With a lot of the bands I handle one of the things I have to focus on is managing expectations. I guess this makes sense – there’s a lot involved here and depending on your awareness of the scene and your place in it, we should be able to figure out where each and every one of us fits into the larger scheme of things. I was hoping to use this piece to talk about what you can and can not expect from an indie record label. Remember that this is all relative and really depends n your place in the label in relation to the other bands. Still – there are some general truisms that I think that we have an obligation to recognize and discuss so that you can get some idea of what you’re getting into.

I think that a lot of people undervalue the sheer PR power of being a young band on a label. Being signed to someone like Napalm Records, is good not just because of their PR team but also because labels like them function as curators of taste. So yeah, you will probably get some good coverage simply for being on a label, but it also helps to cement your place in the scene. People know that PR costs money and if they see you getting lots of press coverage but having never been on a real label they might start to get a little suspicious, and for good reason. In the internet age there’s a lot of crappy bands buying PR. That is not to say your band is crappy for getting PR and having no label – but it is something you need to be aware of when handling your image.

You also need to be aware that very few labels offer any sort of salary these days. The primary, and most tangible financial benefit that you are going to see is going to almost always be the advance which is meant to be used for recording. Making maximum use of your advance is important. I usually encourage my bands to record relatively cheaply and then use the money as a sort of ‘nut’ of cash. You can use it to fly out places, make the money back on tour and then find yourself back at home with the same chunk of change still available for touring purposes. Obviously this won’t always work, but the point remains – getting that kind of financial boost from your label and using it wisely can help bring your band to the next level.

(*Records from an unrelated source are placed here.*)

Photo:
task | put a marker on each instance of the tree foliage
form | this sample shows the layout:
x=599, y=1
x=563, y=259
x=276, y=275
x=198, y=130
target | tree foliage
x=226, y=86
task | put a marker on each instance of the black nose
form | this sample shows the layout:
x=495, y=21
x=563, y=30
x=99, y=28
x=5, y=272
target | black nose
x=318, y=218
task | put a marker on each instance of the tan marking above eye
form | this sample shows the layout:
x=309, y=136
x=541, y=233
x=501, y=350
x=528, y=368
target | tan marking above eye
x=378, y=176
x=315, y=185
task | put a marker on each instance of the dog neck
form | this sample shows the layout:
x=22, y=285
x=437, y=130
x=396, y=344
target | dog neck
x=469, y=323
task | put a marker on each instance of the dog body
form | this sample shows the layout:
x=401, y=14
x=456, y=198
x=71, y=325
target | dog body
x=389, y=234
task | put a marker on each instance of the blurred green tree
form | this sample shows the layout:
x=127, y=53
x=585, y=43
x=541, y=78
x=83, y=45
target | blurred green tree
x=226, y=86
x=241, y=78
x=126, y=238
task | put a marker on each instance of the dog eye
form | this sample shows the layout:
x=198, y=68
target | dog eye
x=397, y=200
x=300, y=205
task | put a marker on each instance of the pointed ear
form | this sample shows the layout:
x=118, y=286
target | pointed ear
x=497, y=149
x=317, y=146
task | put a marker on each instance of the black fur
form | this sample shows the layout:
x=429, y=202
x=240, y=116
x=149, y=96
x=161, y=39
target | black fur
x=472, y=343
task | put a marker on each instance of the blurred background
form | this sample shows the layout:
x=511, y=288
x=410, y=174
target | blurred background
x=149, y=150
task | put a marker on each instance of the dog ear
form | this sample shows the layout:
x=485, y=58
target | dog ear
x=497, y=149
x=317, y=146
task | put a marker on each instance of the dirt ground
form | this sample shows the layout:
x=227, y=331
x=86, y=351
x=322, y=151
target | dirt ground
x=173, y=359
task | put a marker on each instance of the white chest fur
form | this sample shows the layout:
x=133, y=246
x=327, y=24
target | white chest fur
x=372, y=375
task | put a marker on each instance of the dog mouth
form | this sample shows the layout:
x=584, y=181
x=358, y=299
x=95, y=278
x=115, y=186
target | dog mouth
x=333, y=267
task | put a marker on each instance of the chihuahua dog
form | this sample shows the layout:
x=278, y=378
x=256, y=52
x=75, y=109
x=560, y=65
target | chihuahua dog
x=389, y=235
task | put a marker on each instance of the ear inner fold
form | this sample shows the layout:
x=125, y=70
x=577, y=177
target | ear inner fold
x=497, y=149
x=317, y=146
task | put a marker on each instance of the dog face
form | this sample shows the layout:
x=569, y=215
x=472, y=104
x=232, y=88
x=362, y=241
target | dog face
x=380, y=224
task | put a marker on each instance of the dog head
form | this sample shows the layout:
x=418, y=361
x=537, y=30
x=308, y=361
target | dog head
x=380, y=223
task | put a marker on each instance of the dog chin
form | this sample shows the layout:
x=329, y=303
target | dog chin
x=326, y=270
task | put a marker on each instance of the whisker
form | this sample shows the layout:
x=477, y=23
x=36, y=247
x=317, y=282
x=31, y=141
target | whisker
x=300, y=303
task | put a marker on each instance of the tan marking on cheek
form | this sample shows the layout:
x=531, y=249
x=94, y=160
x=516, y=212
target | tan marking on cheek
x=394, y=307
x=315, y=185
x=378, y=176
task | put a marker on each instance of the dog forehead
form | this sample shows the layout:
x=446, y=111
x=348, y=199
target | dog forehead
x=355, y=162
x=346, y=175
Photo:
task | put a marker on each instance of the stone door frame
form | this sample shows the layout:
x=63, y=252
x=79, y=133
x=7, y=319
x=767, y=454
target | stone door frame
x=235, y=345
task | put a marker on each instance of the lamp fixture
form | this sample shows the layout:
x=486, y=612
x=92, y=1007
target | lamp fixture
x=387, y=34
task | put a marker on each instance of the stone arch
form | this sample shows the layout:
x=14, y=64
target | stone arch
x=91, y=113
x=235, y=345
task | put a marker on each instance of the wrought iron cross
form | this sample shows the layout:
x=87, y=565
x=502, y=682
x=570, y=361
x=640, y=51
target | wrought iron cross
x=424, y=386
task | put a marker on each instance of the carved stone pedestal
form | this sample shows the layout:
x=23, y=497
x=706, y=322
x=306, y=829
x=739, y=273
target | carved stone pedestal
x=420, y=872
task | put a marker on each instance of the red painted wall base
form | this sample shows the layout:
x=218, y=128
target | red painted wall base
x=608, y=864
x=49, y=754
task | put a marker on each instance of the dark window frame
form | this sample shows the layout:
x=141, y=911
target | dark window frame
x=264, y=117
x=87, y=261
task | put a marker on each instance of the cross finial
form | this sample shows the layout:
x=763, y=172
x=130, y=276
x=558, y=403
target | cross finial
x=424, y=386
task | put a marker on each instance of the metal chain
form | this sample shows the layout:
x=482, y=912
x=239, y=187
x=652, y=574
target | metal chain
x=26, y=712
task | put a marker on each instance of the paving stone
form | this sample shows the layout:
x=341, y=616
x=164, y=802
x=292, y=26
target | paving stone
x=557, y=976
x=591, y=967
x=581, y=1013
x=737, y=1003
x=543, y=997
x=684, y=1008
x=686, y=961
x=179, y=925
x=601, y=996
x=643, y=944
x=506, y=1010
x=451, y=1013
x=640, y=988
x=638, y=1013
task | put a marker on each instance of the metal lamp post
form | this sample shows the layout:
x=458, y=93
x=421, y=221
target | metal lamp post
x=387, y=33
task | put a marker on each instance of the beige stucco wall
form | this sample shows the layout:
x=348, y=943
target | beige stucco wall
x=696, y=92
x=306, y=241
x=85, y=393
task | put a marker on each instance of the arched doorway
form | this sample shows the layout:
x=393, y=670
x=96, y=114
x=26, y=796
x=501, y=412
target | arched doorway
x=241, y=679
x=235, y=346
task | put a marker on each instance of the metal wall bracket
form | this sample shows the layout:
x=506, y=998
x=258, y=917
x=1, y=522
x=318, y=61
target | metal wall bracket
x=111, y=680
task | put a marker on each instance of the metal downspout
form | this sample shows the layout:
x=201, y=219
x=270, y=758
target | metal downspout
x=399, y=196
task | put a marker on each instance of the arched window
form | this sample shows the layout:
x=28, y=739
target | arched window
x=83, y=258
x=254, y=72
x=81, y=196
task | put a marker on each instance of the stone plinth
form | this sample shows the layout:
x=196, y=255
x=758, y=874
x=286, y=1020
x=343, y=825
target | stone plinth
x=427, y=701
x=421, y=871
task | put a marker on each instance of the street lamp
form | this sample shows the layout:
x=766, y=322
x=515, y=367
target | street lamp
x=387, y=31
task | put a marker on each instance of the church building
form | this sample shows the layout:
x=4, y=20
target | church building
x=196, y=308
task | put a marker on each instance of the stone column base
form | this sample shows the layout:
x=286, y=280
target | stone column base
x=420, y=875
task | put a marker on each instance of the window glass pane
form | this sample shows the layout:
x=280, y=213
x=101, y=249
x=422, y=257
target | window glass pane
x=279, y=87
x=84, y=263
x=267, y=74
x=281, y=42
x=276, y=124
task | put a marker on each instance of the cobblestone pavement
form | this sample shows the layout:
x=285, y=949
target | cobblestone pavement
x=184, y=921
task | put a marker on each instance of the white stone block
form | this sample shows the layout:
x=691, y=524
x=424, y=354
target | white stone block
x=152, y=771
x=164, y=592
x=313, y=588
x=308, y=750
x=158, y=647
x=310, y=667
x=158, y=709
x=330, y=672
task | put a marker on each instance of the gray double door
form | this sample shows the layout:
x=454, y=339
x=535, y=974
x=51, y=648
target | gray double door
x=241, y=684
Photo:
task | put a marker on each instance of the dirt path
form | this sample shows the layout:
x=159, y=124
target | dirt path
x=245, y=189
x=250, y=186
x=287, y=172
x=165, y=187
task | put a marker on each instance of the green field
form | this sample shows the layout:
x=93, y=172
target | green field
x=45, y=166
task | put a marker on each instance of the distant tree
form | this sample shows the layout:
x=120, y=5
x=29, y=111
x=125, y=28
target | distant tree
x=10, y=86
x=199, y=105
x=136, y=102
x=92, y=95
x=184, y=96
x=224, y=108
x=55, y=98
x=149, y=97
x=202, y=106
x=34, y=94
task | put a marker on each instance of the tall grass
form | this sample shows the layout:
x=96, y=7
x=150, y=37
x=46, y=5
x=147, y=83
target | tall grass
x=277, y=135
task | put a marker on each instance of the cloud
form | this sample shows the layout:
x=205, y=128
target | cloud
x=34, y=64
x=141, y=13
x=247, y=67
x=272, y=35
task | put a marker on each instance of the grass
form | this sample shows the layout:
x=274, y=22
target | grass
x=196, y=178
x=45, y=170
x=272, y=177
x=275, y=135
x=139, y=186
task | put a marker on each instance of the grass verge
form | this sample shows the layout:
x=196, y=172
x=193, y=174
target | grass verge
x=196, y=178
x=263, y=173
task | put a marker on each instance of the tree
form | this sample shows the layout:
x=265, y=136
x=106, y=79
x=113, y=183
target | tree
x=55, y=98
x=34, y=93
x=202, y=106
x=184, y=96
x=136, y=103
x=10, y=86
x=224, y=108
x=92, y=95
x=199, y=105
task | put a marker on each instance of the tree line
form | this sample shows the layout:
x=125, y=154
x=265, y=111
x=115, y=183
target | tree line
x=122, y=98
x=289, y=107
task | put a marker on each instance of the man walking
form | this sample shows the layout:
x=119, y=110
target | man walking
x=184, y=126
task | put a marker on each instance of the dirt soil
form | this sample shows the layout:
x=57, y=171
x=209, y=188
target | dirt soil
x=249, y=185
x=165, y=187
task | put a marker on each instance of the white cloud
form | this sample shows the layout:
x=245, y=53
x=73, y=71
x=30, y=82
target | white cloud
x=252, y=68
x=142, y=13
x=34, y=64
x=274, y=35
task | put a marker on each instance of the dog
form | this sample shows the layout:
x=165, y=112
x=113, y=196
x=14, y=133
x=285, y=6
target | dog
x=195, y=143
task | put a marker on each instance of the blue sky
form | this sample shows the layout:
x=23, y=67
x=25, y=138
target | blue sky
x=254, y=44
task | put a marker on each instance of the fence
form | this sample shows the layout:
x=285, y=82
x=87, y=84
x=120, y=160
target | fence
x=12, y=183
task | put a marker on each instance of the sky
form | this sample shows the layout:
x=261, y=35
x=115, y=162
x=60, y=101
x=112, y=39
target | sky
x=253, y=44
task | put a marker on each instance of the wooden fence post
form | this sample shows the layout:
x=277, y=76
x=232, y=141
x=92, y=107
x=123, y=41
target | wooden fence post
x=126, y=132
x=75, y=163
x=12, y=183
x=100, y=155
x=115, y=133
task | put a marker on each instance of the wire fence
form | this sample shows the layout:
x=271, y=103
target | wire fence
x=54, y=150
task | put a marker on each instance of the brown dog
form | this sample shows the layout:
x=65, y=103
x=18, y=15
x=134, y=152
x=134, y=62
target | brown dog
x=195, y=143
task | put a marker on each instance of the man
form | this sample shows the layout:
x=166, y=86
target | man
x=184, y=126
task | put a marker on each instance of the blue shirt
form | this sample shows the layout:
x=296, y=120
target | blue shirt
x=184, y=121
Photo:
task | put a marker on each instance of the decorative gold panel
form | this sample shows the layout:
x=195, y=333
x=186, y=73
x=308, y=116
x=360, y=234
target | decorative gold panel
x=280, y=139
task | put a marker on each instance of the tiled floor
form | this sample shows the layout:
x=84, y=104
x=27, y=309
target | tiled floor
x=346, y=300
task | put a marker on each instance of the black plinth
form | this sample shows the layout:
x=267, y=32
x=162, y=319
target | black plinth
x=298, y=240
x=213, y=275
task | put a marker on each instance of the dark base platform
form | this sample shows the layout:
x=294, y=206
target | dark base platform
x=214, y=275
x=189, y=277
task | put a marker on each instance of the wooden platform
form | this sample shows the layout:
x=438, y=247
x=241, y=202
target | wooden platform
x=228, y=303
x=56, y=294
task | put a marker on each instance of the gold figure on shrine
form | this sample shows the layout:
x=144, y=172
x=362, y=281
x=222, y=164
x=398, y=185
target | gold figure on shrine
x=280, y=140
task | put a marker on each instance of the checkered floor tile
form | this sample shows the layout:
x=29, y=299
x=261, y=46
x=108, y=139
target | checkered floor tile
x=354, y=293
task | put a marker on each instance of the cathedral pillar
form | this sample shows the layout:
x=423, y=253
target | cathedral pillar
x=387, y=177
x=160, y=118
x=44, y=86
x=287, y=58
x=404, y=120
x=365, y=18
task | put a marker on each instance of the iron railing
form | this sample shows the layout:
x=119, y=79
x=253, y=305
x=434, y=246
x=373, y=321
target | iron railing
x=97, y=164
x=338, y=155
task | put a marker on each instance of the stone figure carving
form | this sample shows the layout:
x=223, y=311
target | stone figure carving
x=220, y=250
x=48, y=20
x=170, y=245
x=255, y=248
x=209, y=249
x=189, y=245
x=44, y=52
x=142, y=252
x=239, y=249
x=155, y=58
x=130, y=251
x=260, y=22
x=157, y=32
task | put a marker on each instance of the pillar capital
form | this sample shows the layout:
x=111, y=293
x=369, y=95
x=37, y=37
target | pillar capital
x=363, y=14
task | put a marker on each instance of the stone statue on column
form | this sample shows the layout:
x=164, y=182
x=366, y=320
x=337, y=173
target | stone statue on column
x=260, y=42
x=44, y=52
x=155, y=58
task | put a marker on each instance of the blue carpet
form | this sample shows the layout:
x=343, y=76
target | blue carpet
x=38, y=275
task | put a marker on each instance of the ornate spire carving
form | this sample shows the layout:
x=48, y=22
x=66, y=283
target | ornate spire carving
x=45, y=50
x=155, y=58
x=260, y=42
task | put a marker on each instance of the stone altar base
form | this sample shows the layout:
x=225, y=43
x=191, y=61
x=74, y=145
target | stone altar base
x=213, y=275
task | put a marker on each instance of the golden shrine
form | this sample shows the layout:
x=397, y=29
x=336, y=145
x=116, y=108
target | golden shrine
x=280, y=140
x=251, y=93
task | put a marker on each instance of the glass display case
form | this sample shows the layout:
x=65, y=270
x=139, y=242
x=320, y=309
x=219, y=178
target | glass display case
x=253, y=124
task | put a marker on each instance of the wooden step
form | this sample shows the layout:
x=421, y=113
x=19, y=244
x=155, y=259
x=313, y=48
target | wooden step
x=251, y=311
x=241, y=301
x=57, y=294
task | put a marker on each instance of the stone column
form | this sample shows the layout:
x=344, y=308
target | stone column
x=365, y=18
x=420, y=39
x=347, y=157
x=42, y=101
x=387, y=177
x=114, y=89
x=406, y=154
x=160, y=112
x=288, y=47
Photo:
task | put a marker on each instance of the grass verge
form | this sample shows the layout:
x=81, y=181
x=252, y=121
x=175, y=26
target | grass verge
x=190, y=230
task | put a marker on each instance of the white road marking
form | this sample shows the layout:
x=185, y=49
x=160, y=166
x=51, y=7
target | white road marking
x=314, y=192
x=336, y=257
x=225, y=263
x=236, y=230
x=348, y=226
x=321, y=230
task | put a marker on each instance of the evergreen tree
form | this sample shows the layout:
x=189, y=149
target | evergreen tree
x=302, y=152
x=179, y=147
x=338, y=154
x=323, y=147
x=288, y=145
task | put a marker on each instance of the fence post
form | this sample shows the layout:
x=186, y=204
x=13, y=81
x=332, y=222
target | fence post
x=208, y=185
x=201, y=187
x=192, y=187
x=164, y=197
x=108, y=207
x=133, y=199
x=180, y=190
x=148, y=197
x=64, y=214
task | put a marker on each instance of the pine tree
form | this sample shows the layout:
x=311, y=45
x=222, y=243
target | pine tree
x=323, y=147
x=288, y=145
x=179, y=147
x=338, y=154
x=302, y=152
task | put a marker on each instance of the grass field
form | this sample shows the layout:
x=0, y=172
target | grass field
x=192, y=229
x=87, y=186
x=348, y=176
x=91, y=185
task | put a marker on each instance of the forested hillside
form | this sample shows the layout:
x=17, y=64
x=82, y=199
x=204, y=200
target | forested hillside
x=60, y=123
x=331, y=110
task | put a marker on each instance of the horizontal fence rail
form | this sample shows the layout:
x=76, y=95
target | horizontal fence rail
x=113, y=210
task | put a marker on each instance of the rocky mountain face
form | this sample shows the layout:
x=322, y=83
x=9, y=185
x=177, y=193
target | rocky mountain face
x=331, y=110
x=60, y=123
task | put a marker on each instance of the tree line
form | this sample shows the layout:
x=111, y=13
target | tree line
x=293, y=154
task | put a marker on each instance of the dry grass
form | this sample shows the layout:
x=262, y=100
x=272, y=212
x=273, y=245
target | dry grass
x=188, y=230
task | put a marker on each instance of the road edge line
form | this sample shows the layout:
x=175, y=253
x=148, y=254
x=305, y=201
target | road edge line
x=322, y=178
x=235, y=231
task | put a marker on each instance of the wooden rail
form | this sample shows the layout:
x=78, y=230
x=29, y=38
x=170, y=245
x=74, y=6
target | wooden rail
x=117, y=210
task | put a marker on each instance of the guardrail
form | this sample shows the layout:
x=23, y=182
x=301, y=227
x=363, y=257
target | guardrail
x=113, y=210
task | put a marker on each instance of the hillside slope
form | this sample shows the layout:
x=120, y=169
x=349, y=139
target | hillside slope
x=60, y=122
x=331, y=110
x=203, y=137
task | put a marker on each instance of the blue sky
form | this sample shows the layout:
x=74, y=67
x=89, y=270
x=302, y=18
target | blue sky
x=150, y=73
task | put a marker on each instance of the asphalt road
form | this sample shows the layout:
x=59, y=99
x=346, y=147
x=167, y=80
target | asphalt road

By extension – some labels will offer tour support and you should always make sure this is at least an option for you. While tour support definitely dried up for a few years it seems that, as a general rule many labels are becoming more willing to offer it because they see bands selling far more merchandise on the road then when at home, so it makes sense as a financial investment. Everyone makes more money when the band is on the road. (Balancing how much you should be on the road is a lot harder, but that’s a story for a different day) If you’re signed to a label that could afford a decent sized advance you shouldn’t be afraid to ask for tour support – just be aware of what you’re getting into.

Beyond that you can expect the label to help fund at least some merchandise and CD’s/vinyl. Usually with t-shirts and the like, the label has a couple of designs they have exclusivity on and they allow you to do everything else on your own – which I’ve always viewed as pretty fair. As for CD’s and vinyl… well if the label essentially funded recording and printing it makes sense hat they get most of the money from that. Again though – this is a great financial relief for the band. Especially on the indie level the less you have to spend the easier that your life is going to be. The point I’m trying to make is that labels are largely product oriented, and you need to be aware of this going in.

Of course – this isn’t all just magical money that comes out of nowhere. By getting an advance and tour support and merchandise printed you are going to be in debt to the label. The more you ask for the more you owe and the longer it will be before your label derived pursuits start to make you and your band money. Consequently you need to be very careful with the execution. If you know what you’re doing though and you’re careful and smart about it you can usually turn around and start making money again within a year by carefully parsing money from advances and live shows to fund the band until then. It is by no means a perfect system, and people are often outraged when they see how much they can owe labels – but that’s just how it goes – it’s always been this way and no one has really come up with a better option. Even the coolest indie labels are going to ask for some chunk of your debt to be paid before they switch to percentages.

I know that that last paragraph seems kind of doom & gloom and I totally see why you would perceive it that way too – it is indeed kind of terrifying to think about. That being said – there is a reason that most low and mid level bands want a label. Sure some bands make do without and yes, management and booking agents are arguably more important, but having a label to help fund your pursuits is crucial, an important venture that drives us all forward. Labels aren’t made up of people trying to hurt you – instead it’s dudes like you and me who just love this stuff so much that they can’t do anything else and are trying to bring the entire world of music forward. It’s a brutal life, but one we all need to take part in – we have no choice.